Using data to illuminate systemic injustices in our criminal legal system, empowering change-makers to address them.

“You can’t change what you can’t see.” While Amy Bach spent a decade as a journalist in county courts, preparing to write her award-winning book, Ordinary Injustice: How America Holds Court, those words came to her mind often. Most people experience the criminal legal system in the United States at the state level. But inconsistencies in the way data is collected, coded, and published across America’s 3,000-plus county legal systems made it virtually impossible for researchers, elected officials, and legal practitioners to track how the system was working.
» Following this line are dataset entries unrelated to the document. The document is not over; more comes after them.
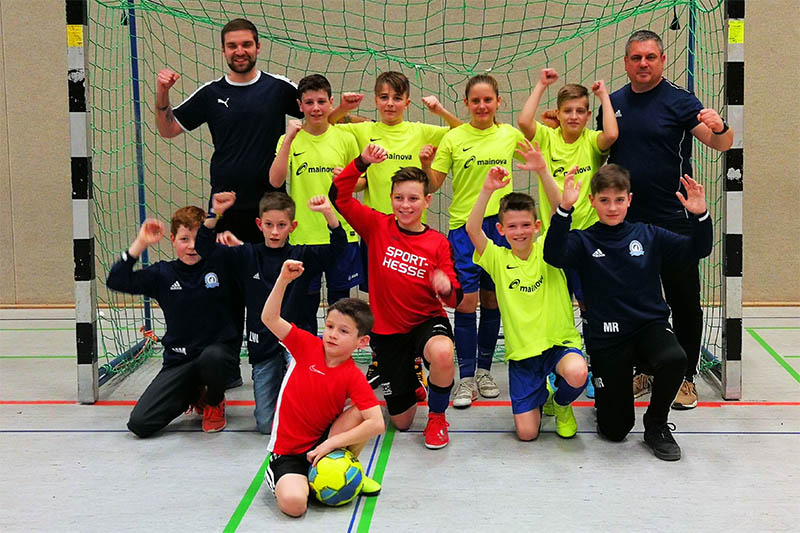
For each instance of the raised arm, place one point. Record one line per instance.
(527, 117)
(436, 178)
(280, 165)
(348, 102)
(496, 179)
(166, 124)
(122, 278)
(561, 246)
(712, 131)
(534, 160)
(435, 107)
(610, 132)
(271, 314)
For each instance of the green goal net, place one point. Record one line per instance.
(437, 44)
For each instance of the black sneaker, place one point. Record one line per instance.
(373, 374)
(661, 442)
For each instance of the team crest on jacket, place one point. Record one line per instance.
(635, 248)
(211, 280)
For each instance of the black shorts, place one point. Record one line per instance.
(280, 465)
(396, 354)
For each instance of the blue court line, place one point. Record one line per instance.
(367, 472)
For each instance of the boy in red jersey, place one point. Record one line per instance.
(311, 419)
(411, 277)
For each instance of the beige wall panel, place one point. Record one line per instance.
(38, 144)
(772, 152)
(8, 294)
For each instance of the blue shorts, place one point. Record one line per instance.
(471, 276)
(344, 273)
(574, 283)
(527, 378)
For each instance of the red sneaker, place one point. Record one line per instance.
(436, 431)
(214, 417)
(421, 394)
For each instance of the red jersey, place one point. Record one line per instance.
(401, 262)
(313, 395)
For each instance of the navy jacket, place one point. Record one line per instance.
(195, 300)
(256, 267)
(619, 268)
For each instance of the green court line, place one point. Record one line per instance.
(248, 498)
(369, 507)
(781, 361)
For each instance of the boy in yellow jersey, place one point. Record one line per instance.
(535, 308)
(403, 142)
(308, 153)
(571, 144)
(467, 152)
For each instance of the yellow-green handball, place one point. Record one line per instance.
(337, 478)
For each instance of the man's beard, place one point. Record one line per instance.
(242, 69)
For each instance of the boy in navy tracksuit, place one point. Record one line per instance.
(619, 264)
(201, 342)
(256, 267)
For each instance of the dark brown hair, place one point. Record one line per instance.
(189, 216)
(239, 24)
(611, 176)
(356, 309)
(516, 201)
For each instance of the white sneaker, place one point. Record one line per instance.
(486, 384)
(466, 393)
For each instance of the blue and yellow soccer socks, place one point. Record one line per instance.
(438, 397)
(466, 341)
(566, 425)
(488, 329)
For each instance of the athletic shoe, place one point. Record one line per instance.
(486, 384)
(661, 442)
(214, 417)
(686, 398)
(436, 431)
(566, 425)
(466, 393)
(420, 372)
(370, 487)
(547, 408)
(642, 383)
(373, 374)
(590, 387)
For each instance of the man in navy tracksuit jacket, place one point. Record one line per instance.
(256, 267)
(201, 342)
(619, 264)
To address this problem, Bach founded the nonprofit Measures for Justice (MFJ) in 2011. The organization collects, standardizes, and publicizes county-level data from across the country, ensuring that data is accessible and easy to understand. Bach has written about criminal-justice data and America’s legal system for publications including The Hill, The Nation, The New York Times, The American Lawyer, and New York Magazine. She is a member of the New York Bar and has been a professor of legal studies and criminal law.

About Measures for Justice 
Measures for Justice (MFJ) started with a grant to study the performance of the criminal legal system in Milwaukee County, Wisconsin. Since then, the organization has grown to collect data from more than 1,200 counties across 20 states, exposing gaps in collection practices and spurring new laws in Florida and California. MFJ recently launched a new data-collection dashboard, Commons, to help communities track monthly data and make shared policy goals public.